One day at the office.
Coworker: “Copy-nya buatin versi yang Bahasa Indo juga ya…”
Me: “Yeah, sure”

One fine day during traffic rage.
Friend: “Orang Indo tuh suka seenaknya sendiri kalo nyetir”
Me : “…”

Noticed something “not right” from the conversation above?

If you don’t notice something “not right”, I beg you to follow until the end of this article.

Kijang, a long time popular car in Indonesia is a abbreviation from “Kerjasama Indonesia Jepang” (Cooperation of Indonesia-Japan). At the same time “Kijang” is Indonesian word for “deer”. Credits: Wow fact.

Indonesians have known for a long time to be advanced in shortening, from the era of typewriter to Twitter. For example; Surat Perintah Sebelas Maret (Order of the Eleventh March, a historical document) to become Supersemar; Otto Iskandar Dinata (national hero) become Otista; Monumen Nasional (National Monument) become Monas; Bandar Udara (Airport) become Bandara; “Biasa aja” (Just basic) become “B aja” (Just B); et cetera.

Shortening is in our blood, and in recent years there’s a trend to take away the -nesia from Indonesia, leaving just Indo. I often found it in daily conversation (spoken and written) and social media, with speaker/user education level ranging from bachelor degree to elementary school.

Social listening on Twitter. Proof that “Indo” is commonly used to shorten “Indonesia”

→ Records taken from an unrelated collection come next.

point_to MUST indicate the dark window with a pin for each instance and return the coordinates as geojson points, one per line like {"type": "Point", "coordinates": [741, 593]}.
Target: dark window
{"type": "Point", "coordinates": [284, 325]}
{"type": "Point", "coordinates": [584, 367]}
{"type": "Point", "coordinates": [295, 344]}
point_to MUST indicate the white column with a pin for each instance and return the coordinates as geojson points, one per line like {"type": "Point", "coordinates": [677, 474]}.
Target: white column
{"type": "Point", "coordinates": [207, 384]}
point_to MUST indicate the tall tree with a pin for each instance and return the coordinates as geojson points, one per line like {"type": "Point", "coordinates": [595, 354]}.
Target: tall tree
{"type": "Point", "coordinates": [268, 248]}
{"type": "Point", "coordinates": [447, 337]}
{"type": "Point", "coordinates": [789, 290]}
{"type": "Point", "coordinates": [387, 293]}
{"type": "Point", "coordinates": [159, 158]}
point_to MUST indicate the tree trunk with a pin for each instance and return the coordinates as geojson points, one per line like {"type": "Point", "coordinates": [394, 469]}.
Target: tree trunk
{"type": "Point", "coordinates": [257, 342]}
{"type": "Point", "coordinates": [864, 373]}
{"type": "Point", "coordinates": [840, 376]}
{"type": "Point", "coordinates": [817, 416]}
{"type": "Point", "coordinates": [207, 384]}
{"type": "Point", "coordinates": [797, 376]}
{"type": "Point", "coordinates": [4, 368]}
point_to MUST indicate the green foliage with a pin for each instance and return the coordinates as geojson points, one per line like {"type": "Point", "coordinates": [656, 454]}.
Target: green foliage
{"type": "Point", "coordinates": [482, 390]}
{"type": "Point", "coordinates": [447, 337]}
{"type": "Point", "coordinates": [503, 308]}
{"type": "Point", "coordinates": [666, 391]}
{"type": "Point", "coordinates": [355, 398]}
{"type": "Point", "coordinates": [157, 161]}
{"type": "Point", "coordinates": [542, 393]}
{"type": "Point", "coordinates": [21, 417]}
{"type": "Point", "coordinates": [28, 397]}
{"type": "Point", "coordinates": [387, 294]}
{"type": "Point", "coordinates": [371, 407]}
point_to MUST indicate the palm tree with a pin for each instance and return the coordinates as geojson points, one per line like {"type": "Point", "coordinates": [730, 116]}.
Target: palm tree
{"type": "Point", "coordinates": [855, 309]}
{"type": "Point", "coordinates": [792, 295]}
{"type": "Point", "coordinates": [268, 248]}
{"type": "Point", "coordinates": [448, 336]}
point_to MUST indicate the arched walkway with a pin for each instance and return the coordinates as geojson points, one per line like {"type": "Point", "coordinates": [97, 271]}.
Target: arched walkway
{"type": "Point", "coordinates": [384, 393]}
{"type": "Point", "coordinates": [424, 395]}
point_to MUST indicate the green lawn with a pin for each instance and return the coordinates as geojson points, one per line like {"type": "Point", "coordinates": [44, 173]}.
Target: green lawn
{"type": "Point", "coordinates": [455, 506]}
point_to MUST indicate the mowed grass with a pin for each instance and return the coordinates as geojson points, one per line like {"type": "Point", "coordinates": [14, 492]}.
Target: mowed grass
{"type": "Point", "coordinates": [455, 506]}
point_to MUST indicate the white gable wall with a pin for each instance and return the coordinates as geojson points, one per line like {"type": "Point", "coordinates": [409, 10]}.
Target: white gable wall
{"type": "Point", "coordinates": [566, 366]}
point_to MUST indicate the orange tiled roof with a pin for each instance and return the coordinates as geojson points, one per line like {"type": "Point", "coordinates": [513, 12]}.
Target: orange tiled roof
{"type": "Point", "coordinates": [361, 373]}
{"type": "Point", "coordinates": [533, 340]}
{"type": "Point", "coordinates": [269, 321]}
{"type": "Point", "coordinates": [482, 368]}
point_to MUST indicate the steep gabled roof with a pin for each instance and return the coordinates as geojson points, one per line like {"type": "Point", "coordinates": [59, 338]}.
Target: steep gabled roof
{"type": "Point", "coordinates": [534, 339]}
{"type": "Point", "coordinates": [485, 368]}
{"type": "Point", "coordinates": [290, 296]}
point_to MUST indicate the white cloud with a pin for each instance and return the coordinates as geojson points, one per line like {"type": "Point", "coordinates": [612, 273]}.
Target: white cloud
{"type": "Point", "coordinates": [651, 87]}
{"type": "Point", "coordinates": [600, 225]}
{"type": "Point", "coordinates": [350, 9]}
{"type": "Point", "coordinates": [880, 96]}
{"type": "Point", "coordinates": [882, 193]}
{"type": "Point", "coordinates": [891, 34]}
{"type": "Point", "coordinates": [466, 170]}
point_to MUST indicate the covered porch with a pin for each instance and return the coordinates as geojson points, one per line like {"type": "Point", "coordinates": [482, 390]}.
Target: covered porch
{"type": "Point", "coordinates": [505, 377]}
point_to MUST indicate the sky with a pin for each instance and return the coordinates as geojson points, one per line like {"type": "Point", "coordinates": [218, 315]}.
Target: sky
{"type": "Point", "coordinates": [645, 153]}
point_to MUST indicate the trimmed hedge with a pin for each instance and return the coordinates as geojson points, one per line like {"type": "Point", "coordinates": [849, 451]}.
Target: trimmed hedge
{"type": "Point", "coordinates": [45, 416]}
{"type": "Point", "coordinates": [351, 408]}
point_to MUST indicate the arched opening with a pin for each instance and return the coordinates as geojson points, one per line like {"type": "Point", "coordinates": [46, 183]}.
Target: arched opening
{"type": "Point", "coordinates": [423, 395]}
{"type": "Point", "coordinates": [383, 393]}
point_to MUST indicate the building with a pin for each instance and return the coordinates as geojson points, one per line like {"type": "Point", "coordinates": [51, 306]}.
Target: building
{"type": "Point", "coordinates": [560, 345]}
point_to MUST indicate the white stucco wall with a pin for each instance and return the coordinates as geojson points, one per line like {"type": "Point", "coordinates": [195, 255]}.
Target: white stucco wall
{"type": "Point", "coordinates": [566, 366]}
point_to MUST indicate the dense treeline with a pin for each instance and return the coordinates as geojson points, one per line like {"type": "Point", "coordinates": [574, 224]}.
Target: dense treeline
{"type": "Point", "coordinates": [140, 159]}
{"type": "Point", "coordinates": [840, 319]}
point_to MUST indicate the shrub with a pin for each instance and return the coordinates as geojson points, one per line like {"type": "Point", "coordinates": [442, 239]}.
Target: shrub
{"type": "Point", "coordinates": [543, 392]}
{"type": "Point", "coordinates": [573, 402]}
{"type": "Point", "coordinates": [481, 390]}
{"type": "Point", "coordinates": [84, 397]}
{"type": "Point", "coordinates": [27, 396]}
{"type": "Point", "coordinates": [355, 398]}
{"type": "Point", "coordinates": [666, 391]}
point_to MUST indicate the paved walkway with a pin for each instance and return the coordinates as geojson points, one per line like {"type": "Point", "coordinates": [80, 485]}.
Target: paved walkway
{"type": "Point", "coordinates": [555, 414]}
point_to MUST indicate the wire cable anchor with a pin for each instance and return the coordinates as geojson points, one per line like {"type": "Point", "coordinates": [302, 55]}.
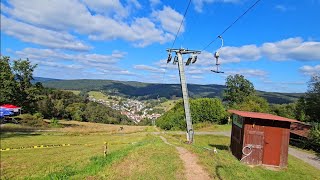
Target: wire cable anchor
{"type": "Point", "coordinates": [217, 55]}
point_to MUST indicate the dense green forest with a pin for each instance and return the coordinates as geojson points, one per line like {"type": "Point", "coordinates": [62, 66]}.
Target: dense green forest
{"type": "Point", "coordinates": [145, 91]}
{"type": "Point", "coordinates": [17, 88]}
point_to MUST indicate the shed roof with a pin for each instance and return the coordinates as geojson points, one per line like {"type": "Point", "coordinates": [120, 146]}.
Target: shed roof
{"type": "Point", "coordinates": [261, 116]}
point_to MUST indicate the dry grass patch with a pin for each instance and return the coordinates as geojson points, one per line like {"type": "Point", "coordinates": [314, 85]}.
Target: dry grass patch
{"type": "Point", "coordinates": [154, 161]}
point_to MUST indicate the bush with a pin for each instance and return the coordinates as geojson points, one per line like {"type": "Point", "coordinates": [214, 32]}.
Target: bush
{"type": "Point", "coordinates": [54, 123]}
{"type": "Point", "coordinates": [315, 137]}
{"type": "Point", "coordinates": [31, 120]}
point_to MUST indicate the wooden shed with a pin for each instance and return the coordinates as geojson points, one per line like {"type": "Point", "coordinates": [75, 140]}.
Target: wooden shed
{"type": "Point", "coordinates": [260, 138]}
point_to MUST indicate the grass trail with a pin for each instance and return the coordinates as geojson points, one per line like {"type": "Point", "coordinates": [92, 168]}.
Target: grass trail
{"type": "Point", "coordinates": [224, 166]}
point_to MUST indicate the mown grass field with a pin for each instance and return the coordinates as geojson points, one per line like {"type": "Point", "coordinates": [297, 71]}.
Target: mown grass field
{"type": "Point", "coordinates": [224, 166]}
{"type": "Point", "coordinates": [98, 95]}
{"type": "Point", "coordinates": [167, 105]}
{"type": "Point", "coordinates": [134, 152]}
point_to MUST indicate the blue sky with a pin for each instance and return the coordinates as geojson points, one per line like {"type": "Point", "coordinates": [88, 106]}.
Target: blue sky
{"type": "Point", "coordinates": [276, 45]}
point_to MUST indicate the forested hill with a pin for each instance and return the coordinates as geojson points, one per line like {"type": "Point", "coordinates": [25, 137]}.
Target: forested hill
{"type": "Point", "coordinates": [151, 91]}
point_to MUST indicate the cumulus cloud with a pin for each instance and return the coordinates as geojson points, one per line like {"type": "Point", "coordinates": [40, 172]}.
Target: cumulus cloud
{"type": "Point", "coordinates": [310, 70]}
{"type": "Point", "coordinates": [77, 18]}
{"type": "Point", "coordinates": [148, 68]}
{"type": "Point", "coordinates": [44, 37]}
{"type": "Point", "coordinates": [280, 7]}
{"type": "Point", "coordinates": [287, 49]}
{"type": "Point", "coordinates": [247, 72]}
{"type": "Point", "coordinates": [198, 4]}
{"type": "Point", "coordinates": [78, 63]}
{"type": "Point", "coordinates": [292, 49]}
{"type": "Point", "coordinates": [109, 8]}
{"type": "Point", "coordinates": [154, 2]}
{"type": "Point", "coordinates": [170, 19]}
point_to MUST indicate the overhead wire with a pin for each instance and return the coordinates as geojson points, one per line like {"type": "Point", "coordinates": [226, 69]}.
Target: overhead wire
{"type": "Point", "coordinates": [184, 15]}
{"type": "Point", "coordinates": [176, 36]}
{"type": "Point", "coordinates": [244, 13]}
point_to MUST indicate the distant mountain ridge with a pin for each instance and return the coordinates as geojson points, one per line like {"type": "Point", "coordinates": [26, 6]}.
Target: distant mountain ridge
{"type": "Point", "coordinates": [141, 90]}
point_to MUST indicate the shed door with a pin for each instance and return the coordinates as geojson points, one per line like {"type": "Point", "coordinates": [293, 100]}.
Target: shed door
{"type": "Point", "coordinates": [272, 146]}
{"type": "Point", "coordinates": [256, 140]}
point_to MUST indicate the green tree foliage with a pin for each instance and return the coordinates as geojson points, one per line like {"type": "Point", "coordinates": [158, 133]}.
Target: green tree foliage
{"type": "Point", "coordinates": [237, 89]}
{"type": "Point", "coordinates": [284, 110]}
{"type": "Point", "coordinates": [313, 99]}
{"type": "Point", "coordinates": [240, 94]}
{"type": "Point", "coordinates": [300, 111]}
{"type": "Point", "coordinates": [8, 84]}
{"type": "Point", "coordinates": [202, 110]}
{"type": "Point", "coordinates": [252, 103]}
{"type": "Point", "coordinates": [16, 87]}
{"type": "Point", "coordinates": [314, 136]}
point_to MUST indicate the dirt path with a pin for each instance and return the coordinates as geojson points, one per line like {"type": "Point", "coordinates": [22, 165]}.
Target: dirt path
{"type": "Point", "coordinates": [311, 159]}
{"type": "Point", "coordinates": [192, 169]}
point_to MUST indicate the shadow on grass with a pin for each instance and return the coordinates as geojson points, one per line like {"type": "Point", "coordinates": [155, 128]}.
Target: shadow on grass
{"type": "Point", "coordinates": [4, 135]}
{"type": "Point", "coordinates": [217, 171]}
{"type": "Point", "coordinates": [219, 146]}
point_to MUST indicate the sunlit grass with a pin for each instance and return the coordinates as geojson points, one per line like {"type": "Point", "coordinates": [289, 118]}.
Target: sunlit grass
{"type": "Point", "coordinates": [167, 105]}
{"type": "Point", "coordinates": [209, 127]}
{"type": "Point", "coordinates": [224, 165]}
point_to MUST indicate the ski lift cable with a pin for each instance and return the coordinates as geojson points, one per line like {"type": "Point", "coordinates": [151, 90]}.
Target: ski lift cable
{"type": "Point", "coordinates": [184, 15]}
{"type": "Point", "coordinates": [244, 13]}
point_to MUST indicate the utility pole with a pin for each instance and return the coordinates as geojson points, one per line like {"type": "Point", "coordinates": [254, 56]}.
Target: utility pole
{"type": "Point", "coordinates": [179, 59]}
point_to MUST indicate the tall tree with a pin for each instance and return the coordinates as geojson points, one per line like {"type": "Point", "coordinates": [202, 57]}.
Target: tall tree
{"type": "Point", "coordinates": [26, 92]}
{"type": "Point", "coordinates": [313, 99]}
{"type": "Point", "coordinates": [237, 89]}
{"type": "Point", "coordinates": [7, 82]}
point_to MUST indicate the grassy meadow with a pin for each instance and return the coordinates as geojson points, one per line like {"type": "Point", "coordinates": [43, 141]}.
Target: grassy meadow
{"type": "Point", "coordinates": [224, 166]}
{"type": "Point", "coordinates": [134, 152]}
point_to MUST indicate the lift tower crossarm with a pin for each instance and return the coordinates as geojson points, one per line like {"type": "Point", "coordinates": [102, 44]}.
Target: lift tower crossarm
{"type": "Point", "coordinates": [179, 53]}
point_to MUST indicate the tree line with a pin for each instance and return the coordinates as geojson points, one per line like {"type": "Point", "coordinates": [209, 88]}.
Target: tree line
{"type": "Point", "coordinates": [240, 94]}
{"type": "Point", "coordinates": [17, 88]}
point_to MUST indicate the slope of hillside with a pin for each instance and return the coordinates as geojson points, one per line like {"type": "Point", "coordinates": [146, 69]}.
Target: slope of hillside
{"type": "Point", "coordinates": [132, 89]}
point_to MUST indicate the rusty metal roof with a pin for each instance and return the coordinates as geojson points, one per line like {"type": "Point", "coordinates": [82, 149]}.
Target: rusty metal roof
{"type": "Point", "coordinates": [261, 116]}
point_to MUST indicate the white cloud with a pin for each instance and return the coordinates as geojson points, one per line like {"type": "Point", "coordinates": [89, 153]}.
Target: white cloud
{"type": "Point", "coordinates": [108, 8]}
{"type": "Point", "coordinates": [198, 4]}
{"type": "Point", "coordinates": [44, 37]}
{"type": "Point", "coordinates": [287, 49]}
{"type": "Point", "coordinates": [170, 19]}
{"type": "Point", "coordinates": [247, 72]}
{"type": "Point", "coordinates": [292, 49]}
{"type": "Point", "coordinates": [280, 7]}
{"type": "Point", "coordinates": [74, 17]}
{"type": "Point", "coordinates": [310, 70]}
{"type": "Point", "coordinates": [148, 68]}
{"type": "Point", "coordinates": [154, 2]}
{"type": "Point", "coordinates": [79, 63]}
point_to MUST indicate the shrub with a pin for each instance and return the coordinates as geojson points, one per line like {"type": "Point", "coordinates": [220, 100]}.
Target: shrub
{"type": "Point", "coordinates": [315, 137]}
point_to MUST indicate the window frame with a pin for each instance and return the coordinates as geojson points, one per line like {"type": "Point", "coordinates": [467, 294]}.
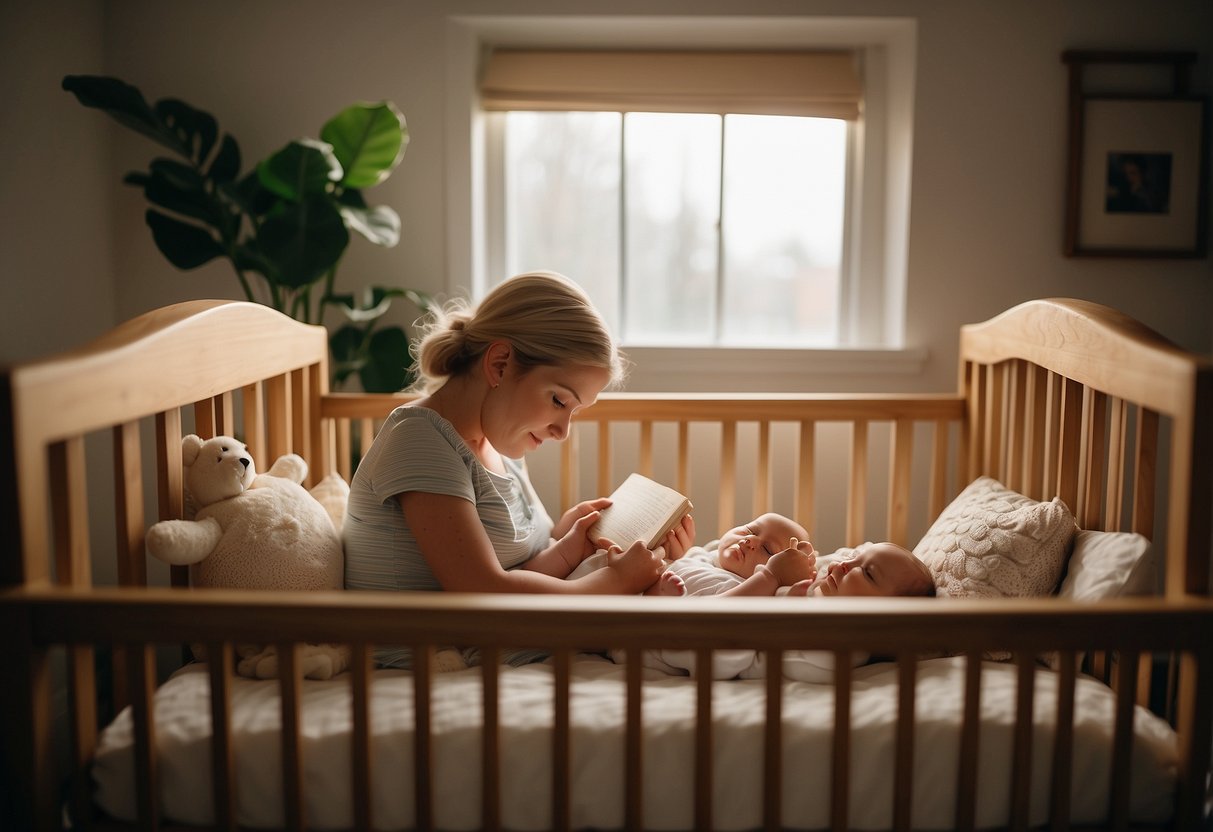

From here I feel people are crossed the line, showing their ultimate laziness and ignorance.

Why?

Shortening the name Indonesia to Indo it’s not about unpatriotic or not appreciating national hero struggle fights for independence. Indo is just not the right word to represent Indonesia. If we bother to open a dictionary (or Google), we will find that Indo has a completely different meaning.

Based on Cambridge dictionary, Indo, as prefix has a meaning related to India or Indian Subcontinent. The terms coming from the Greeks and Persians who called the land of the river Hindus/Sindhu, Indos, the place of grand rivers, India.